The resulting bounded projection operator can be used in Animate by passing bounded=True to the project function.

quantities["integral"]["bounded"] = [initial_integral]
quantities["minimum"]["bounded"] = [initial_min]
quantities["maximum"]["bounded"] = [initial_max]
f_bounded = Function(V_A).assign(source)
for _ in range(niter):
    project(f_bounded, tmp, bounded=True)
    project(tmp, f_bounded, bounded=True)
    quantities["integral"]["bounded"].append(assemble(f_bounded * dx))
    quantities["minimum"]["bounded"].append(f_bounded.vector().gather().min())
    quantities["maximum"]["bounded"].append(f_bounded.vector().gather().max())
f_bounded.rename("Bounded project")

fig, axes = plt.subplots(ncols=3, figsize=(18, 5))
for i, (key, subdict) in enumerate(quantities.items()):
    axes[i].plot(subdict["interpolate"], label="Interpolate")
    axes[i].plot(subdict["project"], label="Project")
    axes[i].plot(subdict["bounded"], label="Bounded project")
    axes[i].set_xlabel("Number of transfers back and forth")
    axes[i].set_ylabel(key.capitalize())
    axes[i].grid(True)
axes[1].legend()
plt.savefig("ping_pong-quantities_bounded.jpg", bbox_inches="tight")
../_images/ping_pong-quantities_bounded.jpg

To check that the interpolants still resemble the source function after 50 iterations, we plot the final fields alongside it.

fig, axes = plt.subplots(ncols=2, nrows=2, figsize=(10, 10))
levels = [-0.05, 0.0, 0.2, 0.4, 0.6, 0.8, 1.0, 1.05]
labels = ["<0.0", "0.0", "0.2", "0.4", "0.6", "0.8", "1.0", ">1.0"]
for ax, f in zip(axes.flatten(), (source, f_interp, f_proj, f_bounded)):
    ax.set_title(f.name())
    im = tricontourf(f, axes=ax, levels=levels)
    ax.axis(False)
    ax.set_aspect(1)
cbar = fig.colorbar(im, ax=axes, orientation="horizontal", fraction=0.046, pad=0.04)
cbar.set_ticks(levels)
cbar.set_ticklabels(labels)
plt.savefig("ping_pong-final.jpg", bbox_inches="tight")
../_images/ping_pong-final.jpg

Whilst the first two approaches clearly resemble the input field, the bounded version gives a much poorer representation. This is because it introduces even more numerical diffusion than the standard conservative projection approach. As such, we find that, whilst the bounded conservative projection allows for an interpolation operator with attractive properties, we shouldn’t expect it to give smaller errors. To demonstrate this, we print the \(L^2\) errors for each method.

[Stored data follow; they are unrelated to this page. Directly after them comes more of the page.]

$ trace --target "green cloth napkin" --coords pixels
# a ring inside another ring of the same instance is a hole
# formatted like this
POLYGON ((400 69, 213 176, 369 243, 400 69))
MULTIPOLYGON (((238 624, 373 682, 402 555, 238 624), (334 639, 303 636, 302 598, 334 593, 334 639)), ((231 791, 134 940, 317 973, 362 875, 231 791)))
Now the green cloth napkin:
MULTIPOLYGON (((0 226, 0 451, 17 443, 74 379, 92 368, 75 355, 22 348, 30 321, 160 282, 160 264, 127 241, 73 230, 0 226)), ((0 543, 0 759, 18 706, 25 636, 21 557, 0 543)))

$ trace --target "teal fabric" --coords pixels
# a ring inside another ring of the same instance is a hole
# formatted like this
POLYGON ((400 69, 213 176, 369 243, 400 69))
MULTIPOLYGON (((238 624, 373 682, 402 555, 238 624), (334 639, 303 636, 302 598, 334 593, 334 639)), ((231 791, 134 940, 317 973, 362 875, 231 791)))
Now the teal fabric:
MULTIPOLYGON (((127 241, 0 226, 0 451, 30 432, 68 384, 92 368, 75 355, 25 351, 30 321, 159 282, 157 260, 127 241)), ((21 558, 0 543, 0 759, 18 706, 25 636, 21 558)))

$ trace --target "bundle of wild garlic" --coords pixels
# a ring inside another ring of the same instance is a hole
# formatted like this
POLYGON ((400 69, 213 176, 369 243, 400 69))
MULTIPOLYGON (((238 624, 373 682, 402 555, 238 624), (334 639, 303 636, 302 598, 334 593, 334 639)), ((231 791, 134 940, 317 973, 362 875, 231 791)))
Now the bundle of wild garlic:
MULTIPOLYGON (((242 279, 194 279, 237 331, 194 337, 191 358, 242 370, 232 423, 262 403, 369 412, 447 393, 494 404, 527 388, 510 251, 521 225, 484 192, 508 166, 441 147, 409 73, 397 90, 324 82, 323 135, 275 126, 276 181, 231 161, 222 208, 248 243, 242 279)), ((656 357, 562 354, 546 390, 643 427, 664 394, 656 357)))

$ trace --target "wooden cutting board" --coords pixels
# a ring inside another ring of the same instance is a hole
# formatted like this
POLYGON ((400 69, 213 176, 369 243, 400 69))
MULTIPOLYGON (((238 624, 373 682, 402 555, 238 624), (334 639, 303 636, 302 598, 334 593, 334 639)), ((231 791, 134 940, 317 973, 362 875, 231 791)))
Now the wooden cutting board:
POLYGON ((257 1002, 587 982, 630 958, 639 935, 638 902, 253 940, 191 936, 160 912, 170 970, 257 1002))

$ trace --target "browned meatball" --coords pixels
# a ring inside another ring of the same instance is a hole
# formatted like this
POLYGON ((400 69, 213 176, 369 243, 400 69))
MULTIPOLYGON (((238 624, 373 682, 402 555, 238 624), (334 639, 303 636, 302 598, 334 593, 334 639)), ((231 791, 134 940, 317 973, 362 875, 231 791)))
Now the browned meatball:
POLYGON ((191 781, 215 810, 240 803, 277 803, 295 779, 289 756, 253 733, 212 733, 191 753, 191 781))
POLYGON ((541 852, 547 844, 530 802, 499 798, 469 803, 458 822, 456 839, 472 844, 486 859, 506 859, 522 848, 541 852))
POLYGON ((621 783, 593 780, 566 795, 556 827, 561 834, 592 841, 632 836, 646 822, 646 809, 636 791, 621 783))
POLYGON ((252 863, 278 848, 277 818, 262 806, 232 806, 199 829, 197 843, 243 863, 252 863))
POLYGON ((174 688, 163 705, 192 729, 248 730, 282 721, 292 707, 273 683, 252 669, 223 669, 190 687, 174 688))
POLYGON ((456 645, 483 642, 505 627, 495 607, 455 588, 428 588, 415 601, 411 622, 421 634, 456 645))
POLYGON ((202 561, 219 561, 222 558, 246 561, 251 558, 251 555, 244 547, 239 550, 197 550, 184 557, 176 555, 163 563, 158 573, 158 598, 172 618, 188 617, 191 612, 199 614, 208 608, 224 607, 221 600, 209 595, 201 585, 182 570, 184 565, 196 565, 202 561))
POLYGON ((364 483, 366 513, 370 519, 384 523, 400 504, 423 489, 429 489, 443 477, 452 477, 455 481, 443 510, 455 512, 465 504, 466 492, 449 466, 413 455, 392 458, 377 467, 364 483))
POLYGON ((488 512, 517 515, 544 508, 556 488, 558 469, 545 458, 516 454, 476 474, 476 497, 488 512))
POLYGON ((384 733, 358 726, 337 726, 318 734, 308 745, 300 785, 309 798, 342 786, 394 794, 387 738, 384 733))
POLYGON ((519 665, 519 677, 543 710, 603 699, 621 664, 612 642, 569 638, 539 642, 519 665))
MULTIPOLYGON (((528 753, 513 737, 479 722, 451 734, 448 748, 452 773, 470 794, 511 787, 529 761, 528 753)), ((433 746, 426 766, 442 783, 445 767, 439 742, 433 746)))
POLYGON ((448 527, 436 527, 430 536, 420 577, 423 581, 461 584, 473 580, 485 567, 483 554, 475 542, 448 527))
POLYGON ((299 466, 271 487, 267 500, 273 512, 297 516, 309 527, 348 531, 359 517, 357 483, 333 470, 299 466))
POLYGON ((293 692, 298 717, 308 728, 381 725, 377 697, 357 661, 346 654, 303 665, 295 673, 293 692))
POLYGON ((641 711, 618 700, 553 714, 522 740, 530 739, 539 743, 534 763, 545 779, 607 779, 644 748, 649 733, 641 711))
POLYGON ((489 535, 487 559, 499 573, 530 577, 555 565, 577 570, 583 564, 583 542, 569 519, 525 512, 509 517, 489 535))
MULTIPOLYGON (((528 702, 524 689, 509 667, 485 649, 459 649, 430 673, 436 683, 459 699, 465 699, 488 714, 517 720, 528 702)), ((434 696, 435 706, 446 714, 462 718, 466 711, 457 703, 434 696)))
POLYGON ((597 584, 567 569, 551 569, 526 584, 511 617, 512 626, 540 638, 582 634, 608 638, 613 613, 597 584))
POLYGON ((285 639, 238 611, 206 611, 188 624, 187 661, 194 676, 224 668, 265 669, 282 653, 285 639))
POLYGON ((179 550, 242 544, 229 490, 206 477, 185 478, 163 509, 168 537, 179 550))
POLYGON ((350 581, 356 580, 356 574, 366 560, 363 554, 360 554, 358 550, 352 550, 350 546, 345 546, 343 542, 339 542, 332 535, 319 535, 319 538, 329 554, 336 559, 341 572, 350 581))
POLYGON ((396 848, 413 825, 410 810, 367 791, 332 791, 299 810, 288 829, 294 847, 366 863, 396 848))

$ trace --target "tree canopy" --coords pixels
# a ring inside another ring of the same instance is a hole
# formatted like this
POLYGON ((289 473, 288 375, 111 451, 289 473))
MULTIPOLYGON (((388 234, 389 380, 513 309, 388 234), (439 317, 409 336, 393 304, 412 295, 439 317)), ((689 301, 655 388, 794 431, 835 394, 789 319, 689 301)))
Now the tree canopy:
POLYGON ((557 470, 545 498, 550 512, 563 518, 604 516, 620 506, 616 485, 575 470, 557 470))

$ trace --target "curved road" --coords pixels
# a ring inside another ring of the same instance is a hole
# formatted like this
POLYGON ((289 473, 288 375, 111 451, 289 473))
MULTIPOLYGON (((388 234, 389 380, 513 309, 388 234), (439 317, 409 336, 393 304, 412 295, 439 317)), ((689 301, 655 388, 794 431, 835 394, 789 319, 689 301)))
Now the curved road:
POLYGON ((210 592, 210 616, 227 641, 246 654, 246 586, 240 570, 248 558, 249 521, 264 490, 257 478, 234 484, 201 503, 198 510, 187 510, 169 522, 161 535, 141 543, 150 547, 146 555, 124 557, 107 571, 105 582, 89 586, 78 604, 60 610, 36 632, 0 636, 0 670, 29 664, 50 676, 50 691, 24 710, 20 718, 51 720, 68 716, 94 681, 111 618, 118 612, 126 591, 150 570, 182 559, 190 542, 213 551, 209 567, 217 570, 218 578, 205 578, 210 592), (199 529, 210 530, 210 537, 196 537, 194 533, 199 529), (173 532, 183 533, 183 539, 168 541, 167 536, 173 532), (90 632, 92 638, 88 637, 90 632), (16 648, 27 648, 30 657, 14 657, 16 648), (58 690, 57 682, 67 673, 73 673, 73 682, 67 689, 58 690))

print(f"Interpolate:     {errornorm(source, f_interp):.4e}")
print(f"Project:         {errornorm(source, f_proj):.4e}")
print(f"Bounded project: {errornorm(source, f_bounded):.4e}")
Interpolate:     1.7144e-02
Project:         2.5693e-03
Bounded project: 2.3513e-01

This demo can also be accessed as a Python script.

References

[FPP+09]

Patrick E Farrell, Matthew D Piggott, Christopher C Pain, Gerard J Gorman, and Cian R Wilson. Conservative interpolation between unstructured meshes via supermesh construction. Computer methods in applied mechanics and engineering, 198(33-36):2632–2642, 2009.